Actualité du droit par C.Nonfoux, avocat à Lyon

Lorsque l'absence de concordance entre le bien loué et le bien proposé à la vente entraîne la nullité du congé pour vendre

L'article 15 de la loi du 6 juillet 1989 prévoit pour le bailleur la possibilité de donner congé à son locataire au motif qu'il souhaite vendre le logement.

« Lorsqu'il est fondé sur la décision de vendre le logement, le congé doit, à peine de nullité, indiquer le prix et les conditions de la vente projetée. »

Il a précédemment été rappelé que le congé pour vendre devait être précis et correspondre exactement aux locaux loués.

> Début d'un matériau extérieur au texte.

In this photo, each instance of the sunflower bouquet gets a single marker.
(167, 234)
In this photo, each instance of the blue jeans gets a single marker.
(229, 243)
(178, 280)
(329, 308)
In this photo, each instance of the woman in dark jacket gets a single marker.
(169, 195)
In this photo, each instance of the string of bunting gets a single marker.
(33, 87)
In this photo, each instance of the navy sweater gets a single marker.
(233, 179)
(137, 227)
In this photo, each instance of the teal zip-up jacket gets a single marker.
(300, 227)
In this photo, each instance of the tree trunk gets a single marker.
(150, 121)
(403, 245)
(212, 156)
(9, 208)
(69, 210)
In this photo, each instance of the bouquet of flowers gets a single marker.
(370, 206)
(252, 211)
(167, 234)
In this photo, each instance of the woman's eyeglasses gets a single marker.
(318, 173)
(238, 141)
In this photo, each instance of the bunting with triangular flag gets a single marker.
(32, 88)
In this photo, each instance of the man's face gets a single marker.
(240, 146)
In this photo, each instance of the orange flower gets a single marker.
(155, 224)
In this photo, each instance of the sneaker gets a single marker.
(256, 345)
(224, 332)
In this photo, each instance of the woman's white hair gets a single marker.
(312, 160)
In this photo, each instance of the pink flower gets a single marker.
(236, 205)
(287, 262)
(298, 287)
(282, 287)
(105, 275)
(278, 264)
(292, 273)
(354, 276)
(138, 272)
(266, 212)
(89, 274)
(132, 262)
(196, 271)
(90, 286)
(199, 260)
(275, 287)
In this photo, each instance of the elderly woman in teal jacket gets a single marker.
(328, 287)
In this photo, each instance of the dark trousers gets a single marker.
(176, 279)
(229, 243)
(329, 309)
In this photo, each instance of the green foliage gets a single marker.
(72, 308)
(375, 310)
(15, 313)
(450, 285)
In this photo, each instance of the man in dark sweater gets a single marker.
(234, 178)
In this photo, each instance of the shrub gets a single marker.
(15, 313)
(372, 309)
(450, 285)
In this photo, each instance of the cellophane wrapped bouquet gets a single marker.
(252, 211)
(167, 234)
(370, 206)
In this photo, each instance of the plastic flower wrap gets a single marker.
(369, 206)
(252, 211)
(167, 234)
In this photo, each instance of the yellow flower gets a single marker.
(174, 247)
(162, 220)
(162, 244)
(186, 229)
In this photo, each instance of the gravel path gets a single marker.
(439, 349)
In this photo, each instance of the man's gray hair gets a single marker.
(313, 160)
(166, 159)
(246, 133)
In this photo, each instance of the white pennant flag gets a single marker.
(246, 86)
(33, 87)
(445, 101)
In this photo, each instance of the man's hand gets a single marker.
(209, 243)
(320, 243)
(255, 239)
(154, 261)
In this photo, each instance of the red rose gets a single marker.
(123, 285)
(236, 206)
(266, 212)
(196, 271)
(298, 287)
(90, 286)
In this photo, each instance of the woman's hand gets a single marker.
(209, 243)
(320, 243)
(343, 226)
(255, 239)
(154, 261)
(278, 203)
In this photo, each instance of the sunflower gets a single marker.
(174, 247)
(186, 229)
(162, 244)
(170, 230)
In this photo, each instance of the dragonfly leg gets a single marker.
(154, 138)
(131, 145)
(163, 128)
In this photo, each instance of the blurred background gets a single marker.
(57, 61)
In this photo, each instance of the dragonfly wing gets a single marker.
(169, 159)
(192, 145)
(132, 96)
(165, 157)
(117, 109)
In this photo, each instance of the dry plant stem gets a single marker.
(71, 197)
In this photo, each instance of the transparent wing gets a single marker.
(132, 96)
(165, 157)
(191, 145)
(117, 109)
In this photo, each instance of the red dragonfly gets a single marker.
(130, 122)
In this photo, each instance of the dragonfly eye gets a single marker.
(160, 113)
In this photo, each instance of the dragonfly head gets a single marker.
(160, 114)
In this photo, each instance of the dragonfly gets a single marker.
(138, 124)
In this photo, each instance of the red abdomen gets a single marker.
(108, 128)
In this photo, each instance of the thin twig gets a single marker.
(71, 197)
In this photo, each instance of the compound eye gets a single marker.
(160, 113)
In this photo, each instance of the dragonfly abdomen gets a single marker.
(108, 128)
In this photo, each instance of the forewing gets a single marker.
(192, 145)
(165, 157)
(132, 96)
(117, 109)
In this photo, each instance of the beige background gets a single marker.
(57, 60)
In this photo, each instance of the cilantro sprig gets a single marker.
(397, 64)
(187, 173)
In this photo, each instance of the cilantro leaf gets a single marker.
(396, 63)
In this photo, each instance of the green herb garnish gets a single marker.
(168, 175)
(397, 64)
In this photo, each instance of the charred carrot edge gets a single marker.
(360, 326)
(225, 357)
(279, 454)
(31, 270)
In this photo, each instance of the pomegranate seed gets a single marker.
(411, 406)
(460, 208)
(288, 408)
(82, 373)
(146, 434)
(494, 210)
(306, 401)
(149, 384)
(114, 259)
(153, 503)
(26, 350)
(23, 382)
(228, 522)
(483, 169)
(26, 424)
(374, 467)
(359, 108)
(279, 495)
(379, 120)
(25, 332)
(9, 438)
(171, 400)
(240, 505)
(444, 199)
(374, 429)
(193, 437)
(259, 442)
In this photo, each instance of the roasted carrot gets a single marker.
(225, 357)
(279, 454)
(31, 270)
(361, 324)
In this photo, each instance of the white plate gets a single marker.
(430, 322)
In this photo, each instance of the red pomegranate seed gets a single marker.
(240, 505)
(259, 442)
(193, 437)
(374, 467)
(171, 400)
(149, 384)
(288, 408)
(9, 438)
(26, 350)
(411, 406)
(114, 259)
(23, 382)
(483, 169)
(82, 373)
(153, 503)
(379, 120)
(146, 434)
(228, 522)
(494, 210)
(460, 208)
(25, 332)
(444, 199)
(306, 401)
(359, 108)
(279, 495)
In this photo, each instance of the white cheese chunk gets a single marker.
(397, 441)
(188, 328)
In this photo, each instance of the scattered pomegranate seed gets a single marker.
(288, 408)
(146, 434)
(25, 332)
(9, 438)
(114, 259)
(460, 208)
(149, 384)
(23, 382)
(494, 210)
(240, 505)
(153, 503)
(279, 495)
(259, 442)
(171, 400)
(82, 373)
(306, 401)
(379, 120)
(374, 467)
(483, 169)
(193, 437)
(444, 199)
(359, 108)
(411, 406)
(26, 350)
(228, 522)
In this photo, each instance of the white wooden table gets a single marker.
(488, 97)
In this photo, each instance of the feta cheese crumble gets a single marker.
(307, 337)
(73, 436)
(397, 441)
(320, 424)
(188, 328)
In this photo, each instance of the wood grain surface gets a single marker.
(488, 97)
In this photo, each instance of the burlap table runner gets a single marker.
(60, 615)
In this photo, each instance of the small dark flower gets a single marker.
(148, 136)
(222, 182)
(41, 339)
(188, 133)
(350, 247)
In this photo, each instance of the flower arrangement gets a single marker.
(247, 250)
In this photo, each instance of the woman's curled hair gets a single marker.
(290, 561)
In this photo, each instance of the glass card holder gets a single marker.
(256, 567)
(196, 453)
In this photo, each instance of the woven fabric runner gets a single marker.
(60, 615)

Il arrive souvent que le congé pour vendre soit annulé pour ne pas avoir mentionné une cave ou une autre annexe au logement, objet du bail (voir actualité : Avocat Lyon du 8 octobre 2009).

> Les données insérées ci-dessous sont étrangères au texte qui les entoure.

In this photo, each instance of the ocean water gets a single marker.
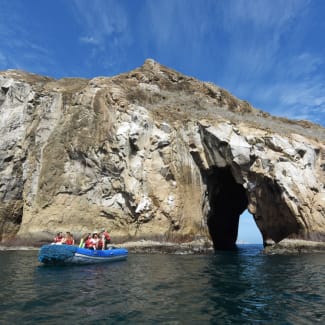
(241, 287)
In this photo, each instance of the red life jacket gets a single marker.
(107, 236)
(69, 242)
(58, 239)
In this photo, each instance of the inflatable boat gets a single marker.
(67, 255)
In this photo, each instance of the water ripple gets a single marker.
(243, 287)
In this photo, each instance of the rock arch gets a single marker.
(227, 200)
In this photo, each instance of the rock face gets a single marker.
(152, 154)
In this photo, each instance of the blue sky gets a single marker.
(269, 52)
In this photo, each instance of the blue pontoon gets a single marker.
(67, 254)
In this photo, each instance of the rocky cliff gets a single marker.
(152, 154)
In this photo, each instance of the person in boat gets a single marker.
(68, 240)
(92, 241)
(83, 240)
(58, 238)
(106, 238)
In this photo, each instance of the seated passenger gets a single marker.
(83, 240)
(58, 238)
(69, 240)
(91, 242)
(106, 238)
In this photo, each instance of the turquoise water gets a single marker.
(242, 287)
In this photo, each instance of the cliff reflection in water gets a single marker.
(238, 287)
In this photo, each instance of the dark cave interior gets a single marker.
(227, 201)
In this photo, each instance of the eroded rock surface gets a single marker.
(152, 154)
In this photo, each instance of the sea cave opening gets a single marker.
(248, 232)
(227, 200)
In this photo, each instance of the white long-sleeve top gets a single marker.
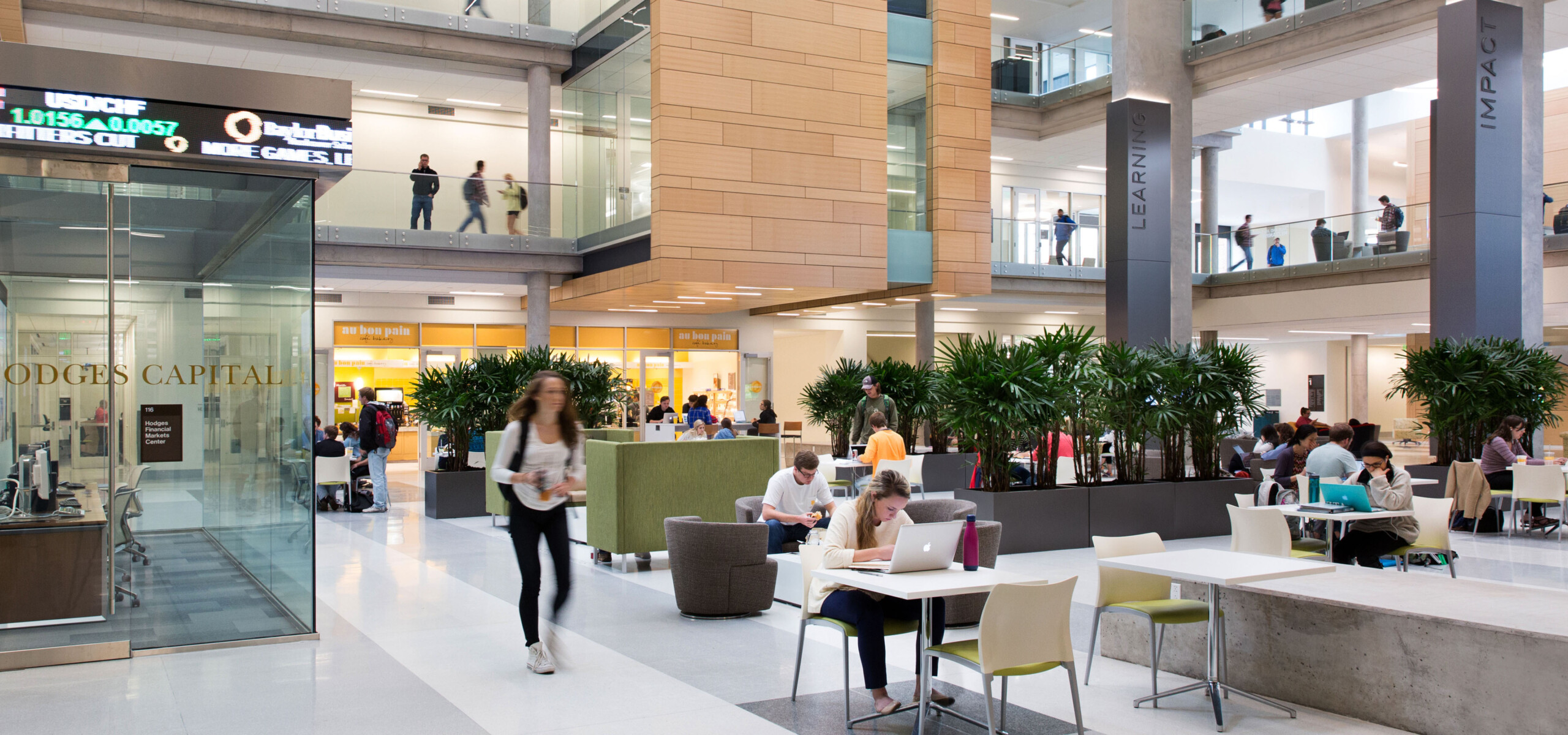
(843, 545)
(556, 461)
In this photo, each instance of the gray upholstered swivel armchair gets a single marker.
(720, 570)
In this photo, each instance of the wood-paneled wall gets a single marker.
(959, 119)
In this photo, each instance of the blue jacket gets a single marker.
(1065, 228)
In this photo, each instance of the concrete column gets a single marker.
(1148, 44)
(1532, 119)
(1359, 377)
(1210, 209)
(538, 149)
(1360, 198)
(925, 333)
(538, 309)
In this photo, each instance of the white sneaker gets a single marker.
(540, 660)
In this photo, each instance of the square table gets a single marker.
(1216, 568)
(922, 587)
(1295, 510)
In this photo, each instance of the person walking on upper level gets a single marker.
(477, 197)
(1065, 228)
(426, 187)
(1244, 240)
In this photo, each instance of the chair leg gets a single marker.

Un congé pourra aussi être annulé au motif qu'il inclut des locaux non mentionnés dans le bail (voir actualité : Avocat Lyon du 12 septembre 2010).

Aux termes d'un arrêt du 8 février 2011 (JurisData n° 2011-001596), la Cour d'Appel de PARIS applique la jurisprudence aujourd'hui parfaitement établie sur cette question et rappelle la nécessité d'une concordance exacte entre les biens loués et ceux qui font l'objet d'une offre de vente au locataire.

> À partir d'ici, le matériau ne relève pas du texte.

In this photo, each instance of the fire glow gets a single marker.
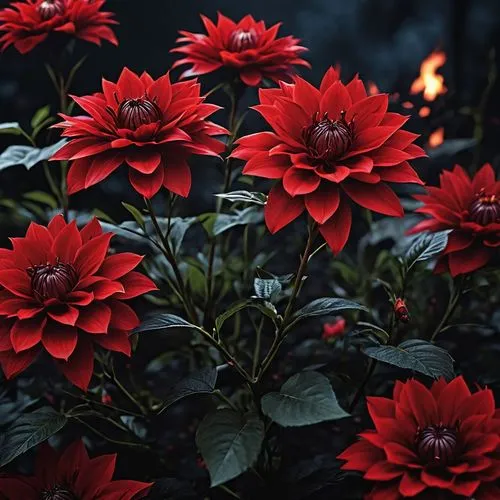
(436, 138)
(429, 82)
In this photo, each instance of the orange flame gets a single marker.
(372, 88)
(436, 138)
(429, 82)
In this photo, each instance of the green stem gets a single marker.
(169, 255)
(281, 332)
(454, 299)
(110, 440)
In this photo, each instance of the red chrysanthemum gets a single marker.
(329, 146)
(71, 475)
(471, 209)
(153, 126)
(60, 293)
(247, 47)
(430, 443)
(28, 23)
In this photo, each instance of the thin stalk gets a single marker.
(110, 440)
(169, 255)
(281, 332)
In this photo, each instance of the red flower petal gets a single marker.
(135, 284)
(117, 265)
(147, 185)
(177, 177)
(323, 203)
(27, 333)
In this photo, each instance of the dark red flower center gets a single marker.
(58, 493)
(52, 281)
(328, 140)
(132, 113)
(243, 40)
(49, 8)
(485, 209)
(436, 444)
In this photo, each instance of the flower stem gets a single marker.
(455, 294)
(209, 313)
(297, 285)
(169, 255)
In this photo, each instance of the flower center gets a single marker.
(132, 113)
(49, 8)
(242, 40)
(327, 140)
(52, 281)
(485, 209)
(58, 493)
(436, 444)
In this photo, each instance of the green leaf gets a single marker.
(136, 214)
(417, 355)
(268, 311)
(250, 215)
(27, 155)
(229, 443)
(40, 116)
(162, 322)
(12, 128)
(244, 196)
(42, 197)
(267, 289)
(29, 430)
(178, 229)
(425, 246)
(324, 306)
(200, 382)
(306, 398)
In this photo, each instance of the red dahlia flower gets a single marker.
(71, 475)
(28, 23)
(153, 126)
(329, 146)
(430, 443)
(334, 329)
(60, 293)
(247, 47)
(471, 209)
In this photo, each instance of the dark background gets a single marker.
(384, 40)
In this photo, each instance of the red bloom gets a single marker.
(471, 209)
(30, 22)
(60, 293)
(247, 47)
(71, 475)
(335, 329)
(430, 443)
(328, 146)
(153, 126)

L'affaire soumise à la Cour d'Appel portait sur une discordance entre les locaux proposés à la vente et les mentions du bail, le preneur faisant observer avec raison que le congé omettait la cuisine et la salle de bain, mentionnées dans le bail.

Pour confirmer la décision rendue par le Tribunal d'Instance de PARIS, la Juridiction d'Appel mentionne que l'absence de concordance entre la description contractuelle des biens loués et celle des locaux proposés à la vente est une source d'incertitude sur l'objet de la vente, lequel n'est pas déterminé, ce qui empêche les destinataires de l'offre de l'accepter en toute connaissance de cause.

Les conséquences de la nullité du congé sont lourdes puisque le bail conclu entre le locataire et son propriétaire s'est trouvé de facto renouvelé.